In the given problem, we start with the parametric equations \(x = 1 - t\), \(y = -5 + 2t\), and \(z = 6 - 3t\). Solving each for \(t\) gives us:

• \(t = 1 - x\)
• \(t = \frac{y + 5}{2}\)
• \(t = \frac{z - 6}{-3}\)

By setting these expressions equal, we form the symmetric equation:
\[ \frac{x - 1}{-1} = \frac{y + 5}{2} = \frac{z - 6}{-3} \]
These equations concisely describe the line by showing how x, y, and z depend on each other through a single parameter.

Parametric equations describe a line by expressing each of its coordinates as functions of a parameter, often \(t\). This method provides a straightforward way of describing a path in space. It's particularly handy when dealing with problems involving direction and points, like ours with the vector \(\langle -1, 2, -3 \rangle\) and the point \((1, -5, 6)\).

Here's how parametric equations were formed in the example:

• Start with a given point on the line, \((1, -5, 6)\).
• Consider a direction vector, \(\langle -1, 2, -3 \rangle\), which indicates how the point moves through space.

Each coordinate of the line can be described parametrically as:

• \(x = 1 - t\)
• \(y = -5 + 2t\)
• \(z = 6 - 3t\)

These equations give a comprehensive description of every point on the line as the parameter \(t\) varies. These equations also translate into symmetric equations, providing more math tools to analyze the situation.

Finding the intersection of a line with coordinate planes (XY, YZ, and ZX) can reveal significant insights. This involves setting one of the coordinates to zero as per the specific plane and solving for the other coordinates. In the exercise, determining intersection points involved substituting values that set each coordinate suitable for each plane.

### Intersection with the XY-Plane- Here, the condition is \(z = 0\).- Substitute into the z-parametric equation to find \(t\).- Solve for \(t = 2\), and substitute in the x and y equations, resulting in point \((-1, -1, 0)\).

### Intersection with the YZ-Plane- Set \(x = 0\) and solve the corresponding equation, \(1 - t = 0\).- Get \(t = 1\) and use it in the equations for y and z.

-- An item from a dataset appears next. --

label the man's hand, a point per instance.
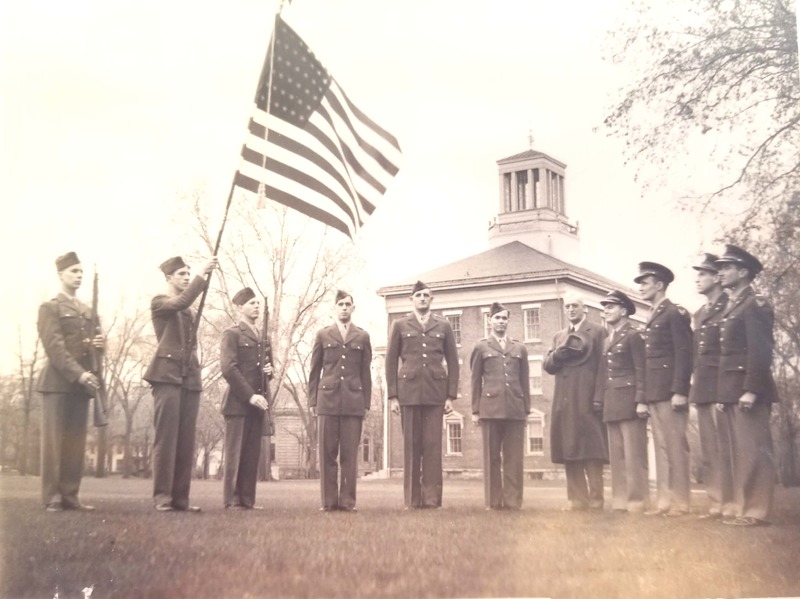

The intersection point is \((0, -3, 3)\).

### Intersection with the ZX-Plane- Let \(y = 0\), substituting in the corresponding parametric equation.- Solve for \(t = \frac{5}{2}\), then find x and z coordinates. This gives the intersection point \((-\frac{3}{2}, 0, -\frac{3}{2})\).
Understanding these intersections helps in visualizing and verifying the geometry of lines in three-dimensional spaces.